Why it’s needed: Schaer -- who is also the council president in Passaic City -- says the bill would primarily help towns like his take advantage of matching funds to hire more police officers. New Jersey’s cities and towns have faced a fiscal crunch in recent years because even as the property tax cap has gone into effect state aid for municipalities has largely been held flat by Gov. Chris Christie’s administration.
That’s happened even as costs have risen in many places faster than 2 percent.
Police and fire are typically some of the biggest line items for municipalities; many have been unable to take advantage of grant funds that would let them hire more officers because putting up the local match that most grant programs require would mean going over the cap. The summer months, when crime tends to peak in many places, puts more of a spotlight on the problem.
Though the state faces no such spending cap, Christie and lawmakers have dealt with a similar problem during the response to 2012’s superstorm Sandy. As NJ Spotlight reported earlier this month, one of the reasons for the huge difference in the amount of federal recovery aid that New Jersey and New York received, is that New Jersey hasn’t been able to come up with as much money to qualify for matching federal funds. And Christie, a second-term Republican now running for president, has not raised taxes during his tenure to bring in more revenue.
Why it’s been opposed: Many feel that there shouldn’t be any additional exceptions to the 2 percent tax cap, which was approved in 2010 after tough negotiations between Christie and the Democrats who control the state Legislature. Before that, municipalities had been operating under a 4 percent cap -- but one that allowed far more exceptions than the current limit. And during the decade before 2011, average New Jersey property tax bills went up by more than 70 percent despite the 4 percent limit.

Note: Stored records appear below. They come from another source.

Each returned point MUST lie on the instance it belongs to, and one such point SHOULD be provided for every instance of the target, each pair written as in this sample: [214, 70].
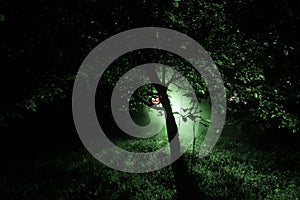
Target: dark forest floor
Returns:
[239, 167]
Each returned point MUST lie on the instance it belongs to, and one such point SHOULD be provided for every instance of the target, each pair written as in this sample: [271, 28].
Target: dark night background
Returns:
[43, 43]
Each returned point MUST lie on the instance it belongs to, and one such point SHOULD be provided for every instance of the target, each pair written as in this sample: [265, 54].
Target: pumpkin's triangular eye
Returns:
[155, 100]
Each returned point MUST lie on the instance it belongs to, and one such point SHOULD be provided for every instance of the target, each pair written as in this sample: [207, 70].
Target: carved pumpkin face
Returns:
[155, 100]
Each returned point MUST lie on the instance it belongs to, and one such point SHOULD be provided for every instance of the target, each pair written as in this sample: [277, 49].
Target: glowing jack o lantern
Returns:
[155, 100]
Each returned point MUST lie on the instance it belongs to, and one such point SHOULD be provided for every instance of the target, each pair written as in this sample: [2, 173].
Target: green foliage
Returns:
[235, 169]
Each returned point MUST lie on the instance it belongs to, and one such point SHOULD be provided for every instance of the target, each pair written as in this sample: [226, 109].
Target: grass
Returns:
[235, 169]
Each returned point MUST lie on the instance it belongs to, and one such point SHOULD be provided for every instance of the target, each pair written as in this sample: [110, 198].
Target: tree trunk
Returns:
[183, 182]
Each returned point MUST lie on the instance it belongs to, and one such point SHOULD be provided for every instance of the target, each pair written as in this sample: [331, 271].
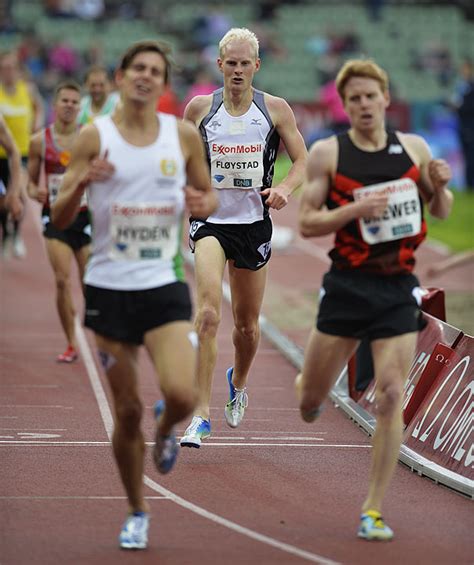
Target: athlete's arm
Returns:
[197, 108]
[38, 106]
[86, 166]
[13, 197]
[201, 198]
[314, 218]
[35, 151]
[284, 119]
[435, 175]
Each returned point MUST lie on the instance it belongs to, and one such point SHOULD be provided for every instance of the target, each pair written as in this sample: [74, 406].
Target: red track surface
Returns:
[299, 486]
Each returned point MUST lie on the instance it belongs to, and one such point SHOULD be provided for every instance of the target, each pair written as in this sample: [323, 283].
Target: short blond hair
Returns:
[238, 34]
[365, 68]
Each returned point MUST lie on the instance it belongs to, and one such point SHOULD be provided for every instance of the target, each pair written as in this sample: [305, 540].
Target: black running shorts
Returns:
[358, 304]
[77, 235]
[248, 245]
[127, 315]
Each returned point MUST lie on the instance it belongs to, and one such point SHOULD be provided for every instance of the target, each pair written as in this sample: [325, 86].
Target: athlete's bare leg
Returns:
[127, 441]
[60, 257]
[247, 290]
[392, 360]
[209, 270]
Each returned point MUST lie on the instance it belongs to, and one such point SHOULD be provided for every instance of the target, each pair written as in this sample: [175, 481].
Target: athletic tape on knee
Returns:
[106, 360]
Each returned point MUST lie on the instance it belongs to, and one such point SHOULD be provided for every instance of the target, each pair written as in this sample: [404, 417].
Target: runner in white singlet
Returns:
[135, 166]
[242, 128]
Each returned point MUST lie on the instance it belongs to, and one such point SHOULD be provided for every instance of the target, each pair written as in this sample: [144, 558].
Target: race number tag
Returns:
[236, 165]
[144, 231]
[54, 183]
[401, 218]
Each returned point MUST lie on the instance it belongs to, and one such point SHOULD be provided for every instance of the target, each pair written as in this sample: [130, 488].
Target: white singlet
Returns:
[137, 213]
[241, 151]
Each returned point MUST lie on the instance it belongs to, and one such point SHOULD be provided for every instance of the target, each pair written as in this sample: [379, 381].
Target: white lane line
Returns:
[30, 443]
[94, 379]
[29, 386]
[313, 557]
[287, 438]
[77, 498]
[108, 423]
[55, 406]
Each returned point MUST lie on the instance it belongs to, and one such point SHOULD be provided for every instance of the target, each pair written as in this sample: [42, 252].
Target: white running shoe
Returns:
[19, 249]
[197, 430]
[134, 534]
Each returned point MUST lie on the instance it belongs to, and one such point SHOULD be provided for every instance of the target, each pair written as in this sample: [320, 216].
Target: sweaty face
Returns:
[365, 103]
[67, 105]
[9, 69]
[144, 79]
[238, 65]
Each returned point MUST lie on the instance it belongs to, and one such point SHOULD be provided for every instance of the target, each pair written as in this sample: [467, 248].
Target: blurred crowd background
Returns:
[427, 47]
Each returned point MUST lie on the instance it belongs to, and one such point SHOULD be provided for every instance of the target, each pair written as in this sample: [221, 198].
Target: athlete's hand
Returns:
[200, 204]
[277, 197]
[15, 205]
[100, 169]
[41, 195]
[440, 173]
[372, 206]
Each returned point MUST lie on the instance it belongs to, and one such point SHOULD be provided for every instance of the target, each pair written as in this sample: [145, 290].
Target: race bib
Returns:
[54, 184]
[144, 231]
[401, 218]
[236, 165]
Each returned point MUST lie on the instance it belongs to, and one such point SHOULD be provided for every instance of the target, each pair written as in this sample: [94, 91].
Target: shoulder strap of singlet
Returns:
[217, 99]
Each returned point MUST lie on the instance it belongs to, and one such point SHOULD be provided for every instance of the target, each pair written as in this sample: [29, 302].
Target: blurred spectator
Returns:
[89, 9]
[334, 108]
[32, 54]
[203, 84]
[452, 262]
[168, 102]
[463, 102]
[7, 24]
[375, 9]
[100, 99]
[58, 8]
[210, 26]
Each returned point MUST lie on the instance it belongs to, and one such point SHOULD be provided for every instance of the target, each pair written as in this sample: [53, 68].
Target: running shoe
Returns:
[134, 534]
[69, 356]
[166, 448]
[197, 430]
[372, 527]
[238, 402]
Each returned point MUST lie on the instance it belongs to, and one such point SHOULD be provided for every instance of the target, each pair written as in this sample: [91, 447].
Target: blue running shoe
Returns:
[166, 448]
[372, 527]
[134, 534]
[238, 401]
[197, 430]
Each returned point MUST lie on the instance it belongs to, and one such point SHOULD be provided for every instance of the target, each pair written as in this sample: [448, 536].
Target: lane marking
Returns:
[36, 406]
[77, 498]
[30, 442]
[108, 424]
[314, 558]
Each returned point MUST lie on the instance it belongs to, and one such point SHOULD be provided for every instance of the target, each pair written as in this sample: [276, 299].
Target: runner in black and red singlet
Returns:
[49, 153]
[369, 186]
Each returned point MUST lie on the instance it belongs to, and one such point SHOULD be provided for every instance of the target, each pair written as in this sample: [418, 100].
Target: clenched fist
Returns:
[440, 173]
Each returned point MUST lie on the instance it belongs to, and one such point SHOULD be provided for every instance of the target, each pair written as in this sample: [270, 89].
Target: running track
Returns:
[275, 491]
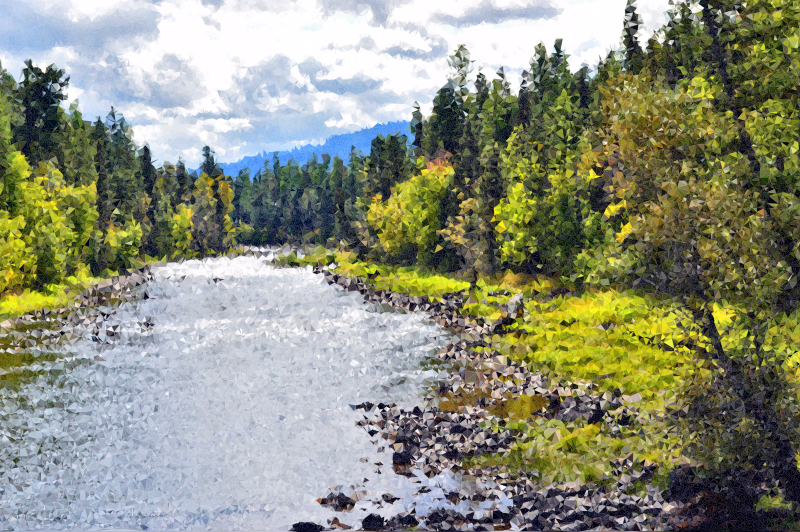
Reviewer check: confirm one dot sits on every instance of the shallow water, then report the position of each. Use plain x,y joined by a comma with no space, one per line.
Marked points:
222,402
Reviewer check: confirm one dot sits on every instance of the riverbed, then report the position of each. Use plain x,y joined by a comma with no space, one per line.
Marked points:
223,401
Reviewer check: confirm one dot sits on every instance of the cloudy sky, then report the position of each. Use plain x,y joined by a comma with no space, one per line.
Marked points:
250,75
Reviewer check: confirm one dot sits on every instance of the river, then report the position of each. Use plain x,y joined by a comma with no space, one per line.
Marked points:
221,402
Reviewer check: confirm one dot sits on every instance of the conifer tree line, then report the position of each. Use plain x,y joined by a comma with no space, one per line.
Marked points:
673,167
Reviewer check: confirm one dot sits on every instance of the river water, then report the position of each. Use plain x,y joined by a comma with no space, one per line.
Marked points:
222,402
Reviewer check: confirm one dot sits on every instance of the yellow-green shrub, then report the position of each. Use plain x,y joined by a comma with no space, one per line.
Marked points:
123,243
411,215
181,226
47,225
13,251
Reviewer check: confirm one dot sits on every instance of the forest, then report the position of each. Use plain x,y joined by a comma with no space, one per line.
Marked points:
672,168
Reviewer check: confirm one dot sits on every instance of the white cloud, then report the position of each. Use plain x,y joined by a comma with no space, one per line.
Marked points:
253,75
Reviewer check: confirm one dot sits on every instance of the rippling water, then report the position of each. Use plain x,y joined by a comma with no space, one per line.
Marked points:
222,402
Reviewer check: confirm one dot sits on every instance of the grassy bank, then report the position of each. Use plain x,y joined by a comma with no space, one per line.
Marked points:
59,295
609,342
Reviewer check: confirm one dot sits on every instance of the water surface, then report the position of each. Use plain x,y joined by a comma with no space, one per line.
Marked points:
222,402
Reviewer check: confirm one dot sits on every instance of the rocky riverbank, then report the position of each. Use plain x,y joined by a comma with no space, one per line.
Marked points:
457,426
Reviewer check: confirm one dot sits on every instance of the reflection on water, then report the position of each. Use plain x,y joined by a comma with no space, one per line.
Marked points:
220,402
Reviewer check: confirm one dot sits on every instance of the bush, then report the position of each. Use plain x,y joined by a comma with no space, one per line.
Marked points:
412,215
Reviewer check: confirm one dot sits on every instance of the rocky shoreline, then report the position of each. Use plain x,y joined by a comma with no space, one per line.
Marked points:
432,439
437,437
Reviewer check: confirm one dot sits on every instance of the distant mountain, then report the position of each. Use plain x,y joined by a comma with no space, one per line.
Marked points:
334,145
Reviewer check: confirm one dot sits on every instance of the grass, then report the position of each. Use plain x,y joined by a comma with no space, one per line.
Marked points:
605,341
58,295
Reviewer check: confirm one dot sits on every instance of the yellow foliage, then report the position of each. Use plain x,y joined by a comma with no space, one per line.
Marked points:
411,214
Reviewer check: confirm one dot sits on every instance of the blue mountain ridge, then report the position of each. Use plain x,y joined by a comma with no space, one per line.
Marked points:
333,146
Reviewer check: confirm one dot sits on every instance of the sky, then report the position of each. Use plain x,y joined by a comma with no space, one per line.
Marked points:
243,76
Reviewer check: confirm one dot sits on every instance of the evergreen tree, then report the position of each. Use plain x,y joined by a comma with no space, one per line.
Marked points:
78,150
417,125
634,57
40,93
149,176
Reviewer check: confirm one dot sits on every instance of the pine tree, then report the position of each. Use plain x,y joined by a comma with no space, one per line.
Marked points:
148,178
634,57
417,124
40,93
78,151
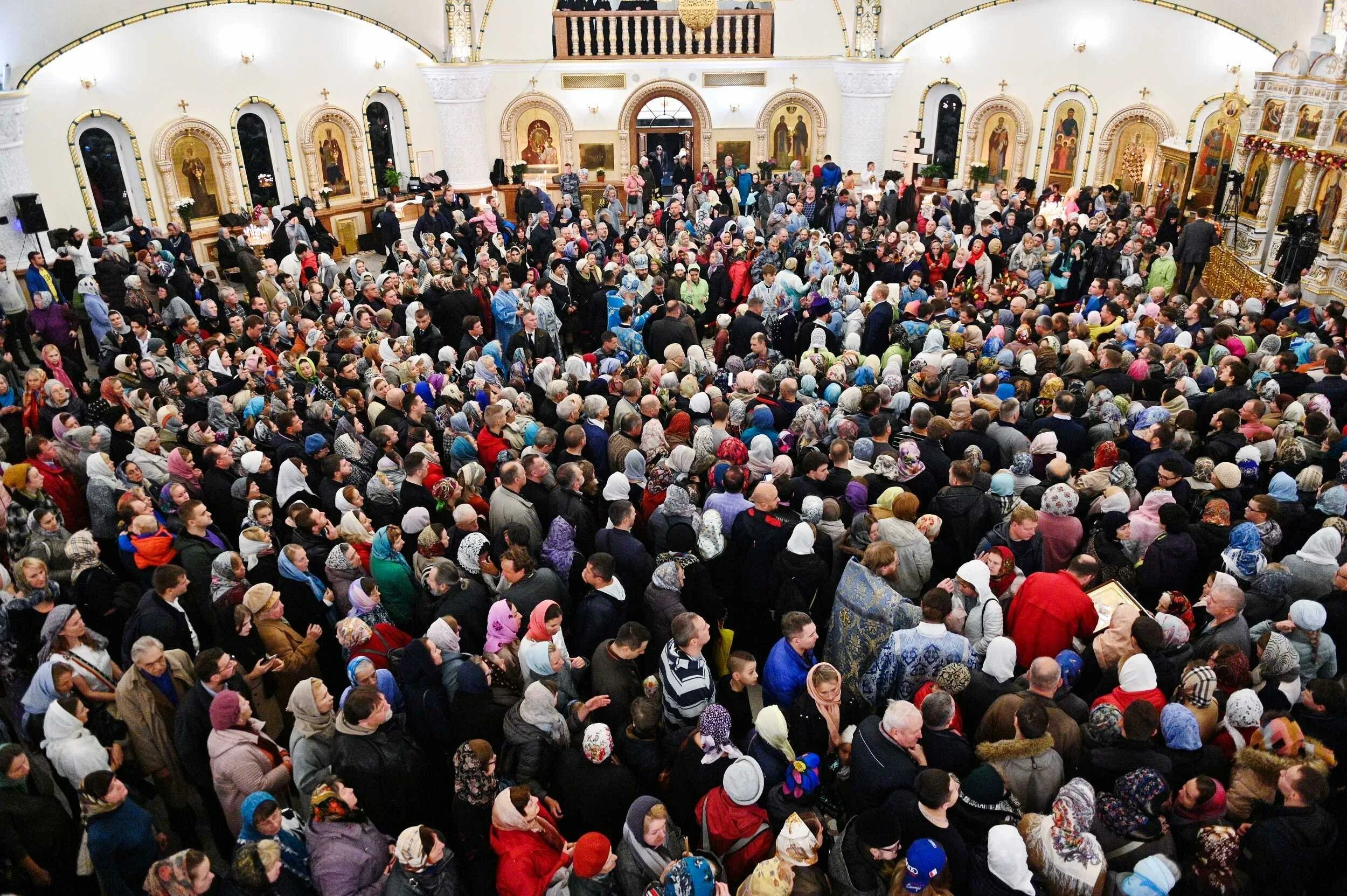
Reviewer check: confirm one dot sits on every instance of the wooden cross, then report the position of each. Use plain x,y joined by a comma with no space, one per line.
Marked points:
909,154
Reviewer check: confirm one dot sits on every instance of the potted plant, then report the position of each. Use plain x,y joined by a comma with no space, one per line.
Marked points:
935,174
184,209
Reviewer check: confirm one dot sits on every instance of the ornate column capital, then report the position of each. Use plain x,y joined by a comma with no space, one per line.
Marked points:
14,108
457,82
868,79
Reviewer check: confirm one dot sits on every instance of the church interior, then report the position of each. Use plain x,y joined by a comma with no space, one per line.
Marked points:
186,112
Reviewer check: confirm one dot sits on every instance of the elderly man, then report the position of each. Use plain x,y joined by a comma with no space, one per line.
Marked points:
885,755
1227,626
508,506
147,700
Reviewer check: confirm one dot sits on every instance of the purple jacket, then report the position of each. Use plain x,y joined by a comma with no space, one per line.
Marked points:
348,859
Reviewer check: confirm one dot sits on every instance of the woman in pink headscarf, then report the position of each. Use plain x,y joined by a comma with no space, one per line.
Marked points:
1145,519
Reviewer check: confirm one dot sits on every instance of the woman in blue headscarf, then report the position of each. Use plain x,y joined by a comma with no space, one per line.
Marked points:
265,818
394,574
363,671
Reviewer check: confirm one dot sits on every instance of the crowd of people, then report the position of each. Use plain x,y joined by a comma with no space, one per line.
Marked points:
817,536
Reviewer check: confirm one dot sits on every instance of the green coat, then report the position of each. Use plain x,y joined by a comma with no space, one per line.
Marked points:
398,589
1163,273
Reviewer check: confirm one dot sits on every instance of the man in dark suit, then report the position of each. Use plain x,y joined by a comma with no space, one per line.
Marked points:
537,344
388,228
1073,440
1194,249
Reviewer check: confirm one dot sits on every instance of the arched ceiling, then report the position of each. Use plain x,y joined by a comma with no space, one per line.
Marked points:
27,39
1279,23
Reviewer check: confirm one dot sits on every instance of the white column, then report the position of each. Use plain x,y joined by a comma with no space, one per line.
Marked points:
14,173
866,88
460,93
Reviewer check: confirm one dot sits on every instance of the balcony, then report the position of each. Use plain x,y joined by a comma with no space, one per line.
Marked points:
647,36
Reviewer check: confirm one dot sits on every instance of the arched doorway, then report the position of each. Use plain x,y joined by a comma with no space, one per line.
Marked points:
669,115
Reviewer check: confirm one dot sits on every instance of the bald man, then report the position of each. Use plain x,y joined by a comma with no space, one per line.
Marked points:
758,537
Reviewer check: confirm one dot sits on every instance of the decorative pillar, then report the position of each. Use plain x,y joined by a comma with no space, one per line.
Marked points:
460,95
14,173
1275,171
866,89
1308,189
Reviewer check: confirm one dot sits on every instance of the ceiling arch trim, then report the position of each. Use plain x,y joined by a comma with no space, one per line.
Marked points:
1163,4
203,4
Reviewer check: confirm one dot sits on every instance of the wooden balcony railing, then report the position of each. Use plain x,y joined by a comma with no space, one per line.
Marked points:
617,36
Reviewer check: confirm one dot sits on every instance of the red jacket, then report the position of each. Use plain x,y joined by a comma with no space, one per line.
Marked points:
488,449
1047,614
728,822
527,860
1122,700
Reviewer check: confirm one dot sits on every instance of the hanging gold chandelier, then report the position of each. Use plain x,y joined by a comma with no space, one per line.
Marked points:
698,15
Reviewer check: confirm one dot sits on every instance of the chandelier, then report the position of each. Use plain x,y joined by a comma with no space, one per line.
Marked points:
698,15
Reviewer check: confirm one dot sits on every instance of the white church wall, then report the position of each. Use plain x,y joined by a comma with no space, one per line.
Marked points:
1183,61
196,57
1279,23
27,38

It’s been a different story since the 2 percent cap with its fewer exceptions went into effect. Average property tax bills have continued to go up, but not by the amounts seen during the past decade, according to data collected by the state Department of Community Affairs. Bills increased by just 1.6 percent from 2011 to 2012. The rate of growth dropped again from 2012 to 2013, down to 1.3 percent. Bills then increased, by 2.16 percent, from 2013 to 2014.
Skeptics of the measure have also argued that the current cap already provides a way for local officials to bypass the limit. Under a provision written into the law in 2010, towns can exceed a 2 percent property tax increase if they put the tax hike before voters and it wins a majority of support.
What happens next: The bill cleared the Democratic-controlled Assembly last month by a 47-31 margin. In the Senate, which is also controlled by Democrats, the measure has been referred to the Senate Community and Urban Affairs Committee, but it has yet to come up for a vote. If the bill ultimately makes it to Christie’s desk, it may end up dying there. He’s taken a hard line in the past on proposed exceptions to the tax cap, and as a 2016 presidential candidate will likely keep a close grip on any potential tax increase -- even if it’s tied to hiring more cops to combat crime.